On projette le point p sur l’axe des abscisses en p’ : on obtient une longueur 0p’ qui correspond à la valeur du cosinus d’oméga.

Pour obtenir le sinus d’oméga : on projette le point p sur l’axe des ordonnées en p’’, le sinus est alors égal à la longueur du segment  0p’’.
Ce qui est intéressant dans cette démonstration dans le cercle unité c’est que pour définir le Sinus, on « sort » du triangle qui contient oméga. On projette le point p « ailleurs » (sur l’axe des ordonnées) qui permet de former un triangle qu’on pourrait qualifier de complémentaire, et ces deux triangles forment un quadrilatère (0p’pp’’). On a deux triangles rectangles. Par construction symétrique, on peut poser l’angle oméga’ et on constate que la longueur 0p’’ correspond au sinus d’oméga' si on se fie à la première démonstration faite dans un triangle rectangle. On retombe sur nos pattes. Cela dit, d’instinct, on sent que la démonstration dans le cercle unité est plus porteuse de signification, plus exploitable, que la démonstration dans un triangle rectangle.
C’est important. Le fait de sortir du cadre, de prendre un cadre plus grand permet de comprendre plus de choses mais pas seulement. Cela permet très souvent de simplifier les choses.
Nous avons vu d’où venaient et ce qu’étaient nos Sin et Cos, voyons d’où vient la fonction exponentielle.
C’est une fonction très étrange qui  pour tout x associe un y tel que y= ex.
On voit dans la construction géométrique suivante qu’elle a quelques propriétés intéressantes : 

(Figure 2)


en y = 1 , x vaut 0,
en y=0, x vaut e, soit environ 2.178…
Elle transforme une somme en produit
Elle est sa propre dérivée
Etc, elle a encore bien d’autres propriétés.
Voici maintenant les représentations graphiques des fonctions Sin x et Cos x :
(Figure 3)


A priori, on se dit que les fonctions Sin et Cos n'ont rien à voir avec la fonction exponentielle.
Dans le graphe ci-dessus, les valeurs sur l’axe des x sont exprimées en radians (degrés exprimées en fonction de pi) pour la simple raison qu’on travaille avec les sin et cos tels qu’on les a vu dans le cercle unité, et qui dit cercle, dit pi. (Rappel : pi est le rapport de la circonférence d’un cercle à son diamètre).
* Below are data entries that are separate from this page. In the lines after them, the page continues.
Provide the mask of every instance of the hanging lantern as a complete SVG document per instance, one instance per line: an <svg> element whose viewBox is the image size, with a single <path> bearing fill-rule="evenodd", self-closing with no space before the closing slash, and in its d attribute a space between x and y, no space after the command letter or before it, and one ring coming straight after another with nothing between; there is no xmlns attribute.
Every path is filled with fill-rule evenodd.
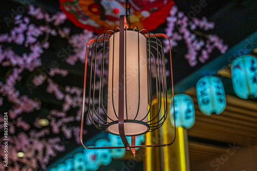
<svg viewBox="0 0 257 171"><path fill-rule="evenodd" d="M226 108L226 97L221 80L206 76L196 84L196 94L200 110L206 115L219 114Z"/></svg>
<svg viewBox="0 0 257 171"><path fill-rule="evenodd" d="M119 28L108 30L88 43L85 63L90 46L91 68L89 83L87 85L85 65L81 143L83 144L82 135L86 93L88 96L87 112L90 121L99 130L119 136L124 146L88 147L83 145L85 147L125 148L128 151L133 148L131 149L135 154L135 147L167 146L173 143L135 145L135 136L159 128L168 115L167 71L160 38L169 41L169 37L163 34L154 34L146 29L139 30L137 27L128 28L125 16L122 15ZM170 56L172 69L170 49ZM153 59L154 64L151 59ZM97 64L100 64L100 68L98 68ZM107 75L104 72L105 70L108 70ZM152 73L153 71L155 73ZM152 74L156 75L154 86ZM105 83L108 83L107 87L104 86ZM156 93L158 107L160 110L163 109L163 112L162 114L159 110L155 117L150 118L149 114L153 100L152 92ZM161 116L159 116L161 113ZM126 136L132 137L131 143L128 142Z"/></svg>
<svg viewBox="0 0 257 171"><path fill-rule="evenodd" d="M231 69L236 95L245 99L257 97L257 59L249 55L238 57L232 63Z"/></svg>
<svg viewBox="0 0 257 171"><path fill-rule="evenodd" d="M176 94L174 96L175 110L173 110L173 103L170 101L170 115L171 123L175 126L174 116L176 126L183 127L187 129L192 127L195 123L195 117L193 99L185 94ZM175 115L174 111L175 110Z"/></svg>

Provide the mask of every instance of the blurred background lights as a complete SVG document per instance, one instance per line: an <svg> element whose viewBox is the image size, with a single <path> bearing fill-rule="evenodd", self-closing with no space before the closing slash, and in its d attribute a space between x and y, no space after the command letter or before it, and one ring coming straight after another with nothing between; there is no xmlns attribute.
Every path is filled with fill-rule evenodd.
<svg viewBox="0 0 257 171"><path fill-rule="evenodd" d="M182 126L189 129L195 123L195 111L194 102L192 98L185 94L177 94L174 96L175 118L176 127ZM170 102L170 115L171 123L174 126L173 103Z"/></svg>
<svg viewBox="0 0 257 171"><path fill-rule="evenodd" d="M47 126L49 125L49 121L46 119L41 119L38 121L38 123L41 126Z"/></svg>
<svg viewBox="0 0 257 171"><path fill-rule="evenodd" d="M20 158L22 158L24 157L24 154L23 152L19 152L17 153L17 156Z"/></svg>
<svg viewBox="0 0 257 171"><path fill-rule="evenodd" d="M223 84L214 76L206 76L196 84L196 94L200 110L206 115L220 114L226 108Z"/></svg>
<svg viewBox="0 0 257 171"><path fill-rule="evenodd" d="M231 65L234 91L241 98L257 97L257 59L245 55L238 57Z"/></svg>

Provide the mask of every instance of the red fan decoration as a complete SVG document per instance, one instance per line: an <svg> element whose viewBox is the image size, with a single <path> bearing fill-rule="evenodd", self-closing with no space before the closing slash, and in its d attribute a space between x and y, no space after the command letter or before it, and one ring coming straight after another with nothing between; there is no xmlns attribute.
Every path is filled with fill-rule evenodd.
<svg viewBox="0 0 257 171"><path fill-rule="evenodd" d="M126 12L125 0L60 0L60 8L77 26L102 33L118 26L119 16ZM131 27L156 29L165 22L174 2L159 0L130 1Z"/></svg>

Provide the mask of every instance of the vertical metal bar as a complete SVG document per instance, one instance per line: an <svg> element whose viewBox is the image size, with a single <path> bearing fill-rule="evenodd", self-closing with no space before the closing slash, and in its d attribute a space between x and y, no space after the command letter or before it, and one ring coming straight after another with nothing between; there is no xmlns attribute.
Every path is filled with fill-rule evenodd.
<svg viewBox="0 0 257 171"><path fill-rule="evenodd" d="M119 84L123 86L119 86L118 97L118 127L120 137L125 146L126 151L130 150L130 144L127 142L125 135L124 129L124 27L126 25L124 15L120 16L120 43L119 43Z"/></svg>
<svg viewBox="0 0 257 171"><path fill-rule="evenodd" d="M131 137L131 145L136 145L136 137L135 136ZM136 156L136 148L131 148L131 151L132 151L134 156Z"/></svg>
A priori, on se dit que les fonctions Sin et Cos n'ont rien à voir avec la fonction exponentielle. Et pourtant.On va voir qu'elles peuvent être réunies.
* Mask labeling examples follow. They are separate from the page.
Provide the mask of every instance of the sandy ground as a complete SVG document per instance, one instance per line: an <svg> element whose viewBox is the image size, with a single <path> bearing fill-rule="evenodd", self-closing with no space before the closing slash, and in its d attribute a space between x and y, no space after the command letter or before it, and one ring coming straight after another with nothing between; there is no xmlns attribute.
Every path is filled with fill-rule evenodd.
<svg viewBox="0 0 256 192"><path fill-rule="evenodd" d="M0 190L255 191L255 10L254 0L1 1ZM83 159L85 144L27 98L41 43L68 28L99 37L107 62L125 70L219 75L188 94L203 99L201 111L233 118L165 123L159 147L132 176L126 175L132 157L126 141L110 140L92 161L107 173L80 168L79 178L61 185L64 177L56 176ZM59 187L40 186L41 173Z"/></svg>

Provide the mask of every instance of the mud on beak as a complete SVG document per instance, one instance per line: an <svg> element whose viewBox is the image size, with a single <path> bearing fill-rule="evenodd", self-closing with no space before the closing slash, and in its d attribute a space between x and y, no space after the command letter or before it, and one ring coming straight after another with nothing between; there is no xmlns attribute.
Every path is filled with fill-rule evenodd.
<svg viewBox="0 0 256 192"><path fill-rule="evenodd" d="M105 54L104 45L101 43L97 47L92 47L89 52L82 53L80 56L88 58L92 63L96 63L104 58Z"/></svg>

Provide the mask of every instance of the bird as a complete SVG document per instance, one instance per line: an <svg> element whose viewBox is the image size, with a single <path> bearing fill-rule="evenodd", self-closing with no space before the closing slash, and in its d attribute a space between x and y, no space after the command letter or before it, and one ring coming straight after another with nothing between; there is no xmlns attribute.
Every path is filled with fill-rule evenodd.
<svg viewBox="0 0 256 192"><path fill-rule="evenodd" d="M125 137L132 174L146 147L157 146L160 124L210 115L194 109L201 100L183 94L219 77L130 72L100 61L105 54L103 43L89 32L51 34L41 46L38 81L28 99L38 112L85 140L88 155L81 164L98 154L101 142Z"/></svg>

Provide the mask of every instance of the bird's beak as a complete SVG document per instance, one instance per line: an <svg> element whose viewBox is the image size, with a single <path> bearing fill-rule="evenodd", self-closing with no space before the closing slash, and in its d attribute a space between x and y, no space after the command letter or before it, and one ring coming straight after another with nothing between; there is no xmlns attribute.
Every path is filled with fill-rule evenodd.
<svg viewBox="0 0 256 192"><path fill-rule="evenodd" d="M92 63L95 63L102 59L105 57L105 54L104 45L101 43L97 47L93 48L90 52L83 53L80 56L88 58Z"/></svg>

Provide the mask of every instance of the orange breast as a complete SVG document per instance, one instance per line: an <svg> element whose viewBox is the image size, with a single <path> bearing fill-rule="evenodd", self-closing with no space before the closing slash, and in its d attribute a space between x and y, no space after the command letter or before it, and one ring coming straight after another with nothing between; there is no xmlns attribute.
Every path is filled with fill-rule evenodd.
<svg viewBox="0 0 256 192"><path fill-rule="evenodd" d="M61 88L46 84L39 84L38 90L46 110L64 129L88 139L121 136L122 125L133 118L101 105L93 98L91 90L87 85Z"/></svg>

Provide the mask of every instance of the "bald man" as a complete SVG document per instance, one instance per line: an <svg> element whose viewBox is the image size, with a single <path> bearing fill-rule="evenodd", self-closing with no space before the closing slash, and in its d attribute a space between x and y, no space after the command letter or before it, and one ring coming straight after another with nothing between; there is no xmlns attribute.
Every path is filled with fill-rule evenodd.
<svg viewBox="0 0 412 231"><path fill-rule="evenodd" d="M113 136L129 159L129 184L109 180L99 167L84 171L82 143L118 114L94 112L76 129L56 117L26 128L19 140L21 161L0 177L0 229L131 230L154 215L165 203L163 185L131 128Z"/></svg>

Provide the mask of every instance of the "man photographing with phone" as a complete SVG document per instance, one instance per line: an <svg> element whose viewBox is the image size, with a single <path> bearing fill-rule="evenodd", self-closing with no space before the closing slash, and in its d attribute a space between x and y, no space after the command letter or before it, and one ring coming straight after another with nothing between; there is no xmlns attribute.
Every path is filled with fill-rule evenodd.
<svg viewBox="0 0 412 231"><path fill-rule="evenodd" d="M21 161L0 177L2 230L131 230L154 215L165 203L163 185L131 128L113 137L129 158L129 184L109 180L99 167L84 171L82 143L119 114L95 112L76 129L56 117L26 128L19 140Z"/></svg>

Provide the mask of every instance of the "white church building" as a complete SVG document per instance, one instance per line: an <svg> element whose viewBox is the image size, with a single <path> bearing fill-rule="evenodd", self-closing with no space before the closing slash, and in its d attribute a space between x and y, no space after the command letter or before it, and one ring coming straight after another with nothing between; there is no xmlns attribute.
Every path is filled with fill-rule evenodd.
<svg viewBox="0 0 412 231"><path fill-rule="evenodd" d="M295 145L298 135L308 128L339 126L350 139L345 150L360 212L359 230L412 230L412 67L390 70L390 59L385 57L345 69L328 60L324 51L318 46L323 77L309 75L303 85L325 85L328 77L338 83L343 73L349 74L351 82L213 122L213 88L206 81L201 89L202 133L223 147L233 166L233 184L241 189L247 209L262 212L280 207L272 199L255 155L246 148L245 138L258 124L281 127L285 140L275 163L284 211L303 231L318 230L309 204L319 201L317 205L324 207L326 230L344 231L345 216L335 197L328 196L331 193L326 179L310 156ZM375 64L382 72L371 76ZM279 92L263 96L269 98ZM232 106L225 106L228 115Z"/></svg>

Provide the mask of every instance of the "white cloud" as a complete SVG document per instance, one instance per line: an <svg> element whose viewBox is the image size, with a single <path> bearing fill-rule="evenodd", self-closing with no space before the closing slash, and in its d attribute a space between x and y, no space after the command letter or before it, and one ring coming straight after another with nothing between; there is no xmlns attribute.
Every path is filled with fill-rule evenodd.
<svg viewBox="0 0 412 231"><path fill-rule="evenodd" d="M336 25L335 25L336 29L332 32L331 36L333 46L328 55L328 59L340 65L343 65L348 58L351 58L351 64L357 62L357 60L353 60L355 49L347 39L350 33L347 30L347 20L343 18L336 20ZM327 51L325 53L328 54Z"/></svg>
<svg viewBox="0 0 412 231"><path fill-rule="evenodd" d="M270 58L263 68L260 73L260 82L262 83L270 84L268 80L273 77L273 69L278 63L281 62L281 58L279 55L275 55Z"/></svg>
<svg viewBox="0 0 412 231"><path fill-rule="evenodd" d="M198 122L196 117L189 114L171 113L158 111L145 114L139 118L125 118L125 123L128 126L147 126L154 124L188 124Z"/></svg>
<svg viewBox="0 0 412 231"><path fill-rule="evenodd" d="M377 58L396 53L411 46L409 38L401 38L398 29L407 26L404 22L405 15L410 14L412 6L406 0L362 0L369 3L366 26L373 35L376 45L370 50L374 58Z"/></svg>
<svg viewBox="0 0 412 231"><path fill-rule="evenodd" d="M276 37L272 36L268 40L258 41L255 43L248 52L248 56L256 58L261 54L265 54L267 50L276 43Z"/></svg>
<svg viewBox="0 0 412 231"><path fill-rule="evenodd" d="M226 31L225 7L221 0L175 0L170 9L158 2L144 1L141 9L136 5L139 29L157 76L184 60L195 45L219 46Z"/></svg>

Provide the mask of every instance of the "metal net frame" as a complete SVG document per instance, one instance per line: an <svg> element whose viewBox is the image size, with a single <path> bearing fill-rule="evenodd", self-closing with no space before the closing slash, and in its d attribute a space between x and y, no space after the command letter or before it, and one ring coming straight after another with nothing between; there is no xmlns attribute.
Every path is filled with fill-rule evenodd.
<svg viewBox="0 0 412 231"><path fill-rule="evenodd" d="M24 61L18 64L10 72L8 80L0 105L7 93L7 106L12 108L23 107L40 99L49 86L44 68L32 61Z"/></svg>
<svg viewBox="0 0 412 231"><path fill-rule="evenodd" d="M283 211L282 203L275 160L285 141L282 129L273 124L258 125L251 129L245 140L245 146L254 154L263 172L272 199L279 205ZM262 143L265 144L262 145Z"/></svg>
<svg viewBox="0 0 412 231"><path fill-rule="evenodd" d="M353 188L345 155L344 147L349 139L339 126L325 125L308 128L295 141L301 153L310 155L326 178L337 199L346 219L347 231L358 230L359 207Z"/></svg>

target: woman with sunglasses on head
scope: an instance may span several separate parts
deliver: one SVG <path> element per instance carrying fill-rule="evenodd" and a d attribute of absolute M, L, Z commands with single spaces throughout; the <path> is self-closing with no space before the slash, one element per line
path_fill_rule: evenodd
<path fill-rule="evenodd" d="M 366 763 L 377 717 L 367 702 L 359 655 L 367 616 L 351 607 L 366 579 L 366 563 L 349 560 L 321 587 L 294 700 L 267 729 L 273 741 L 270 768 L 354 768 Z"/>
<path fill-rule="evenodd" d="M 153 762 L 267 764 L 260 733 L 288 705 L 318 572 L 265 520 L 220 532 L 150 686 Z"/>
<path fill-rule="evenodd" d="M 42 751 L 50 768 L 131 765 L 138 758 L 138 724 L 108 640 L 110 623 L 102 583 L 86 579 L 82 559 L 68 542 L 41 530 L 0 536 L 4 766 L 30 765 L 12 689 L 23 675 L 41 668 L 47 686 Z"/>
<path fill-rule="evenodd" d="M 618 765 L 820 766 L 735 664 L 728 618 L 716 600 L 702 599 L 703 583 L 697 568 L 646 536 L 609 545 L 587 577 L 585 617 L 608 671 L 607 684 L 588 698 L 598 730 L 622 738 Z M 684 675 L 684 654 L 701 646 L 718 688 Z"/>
C’est important d’avoir ces représentations en tête, de voir par exemple la différence d’évolution de la courbe sinusoïdale par rapport à la courbe qui représente la fonction cos, quand x vaut  pi/2, pi, 2pi. On sent qu’il existe une forme de complémentarité entre les deux courbes.

Un très grand nombre de phénomènes physiques qui nous entourent sont étudiés sous forme de signal. En effet, de nombreux phénomènes présentent une périodicité, une fréquence de répétitions.
Si une flûte émet un la, par exemple. Mon oreille perçoit ce son comme s’il était lisse, parfaitement continu, sans fluctuations de hauteurs. Si je branche un capteur pour connaitre la fréquence de cette note, si cette fréquence est représentée sur le petit écran d’un oscilloscope, je vois apparaître une courbe sinusoïdale. Plus le son est lisse à mon oreille, plus il est régulier dans sa période, plus la courbe sinusoïdale est régulière sur l’écran.
On appelle ce genre de signal un signal périodique.
Fréquence et période sont des rapports entre durée et amplitude du signal :
(Figure 4)



On utilise les fonctions sin et cos pour étudier les phénomènes périodiques. ( Les phénomènes non périodiques sont dits avoir une fréquence nulle et une période qui s’étend vers l’infini).
Bref.

Une grande partie des phénomènes de la nature émet un signal, en fait. Ainsi, l'étude du signal, en général, représente-t-il une grande partie de la physique.
Si je m’intéresse à ces considérations de base en mathématique, les fonctions trigonométriques, c’est qu’elles sont fondamentales. Elles interviennent partout dans les mathématiques qu’utilise la physique pour décrire les phénomènes de la nature. Cela veut dire que ces notions de sinus, de rapport de proportions autour des angles dans un cercle correspondent à une vérité ontologique vraiment très forte. La nature s’exprime en angles, pourrait-on dire, bien que ces derniers aient été portés à des niveaux de généralisation extrêmement abstraits, qui n’ont presque plus rien de géométrique (de trigonométrique, en l’occurrence).
C’est sur le processus de généralisation en mathématique que je souhaiterais maintenant m’appesantir un peu.
Rien de tel qu’un exemple pour introduire le sujet. Je le tire de la petite vidéo dont je parlais au tout début de cet article.
Sans avoir besoin d’entrer dans les détails, notre homme étudie les fonctions Cos x, Sin x et ex à partir des séries de Taylor et voici ce qu’il obtient. Il n’y a pas à comprendre, juste à regarder :
(Figure 5)



Au signe près, on voit que la fonction (Sin x + Cos x) ressemble beaucoup à la fonction ex.
Il est en fait possible de fusionner toutes ces fonctions en une seule, ce qu’on va voir dans un instant, après un petit détour essentiel par le concept d’orthogonalité.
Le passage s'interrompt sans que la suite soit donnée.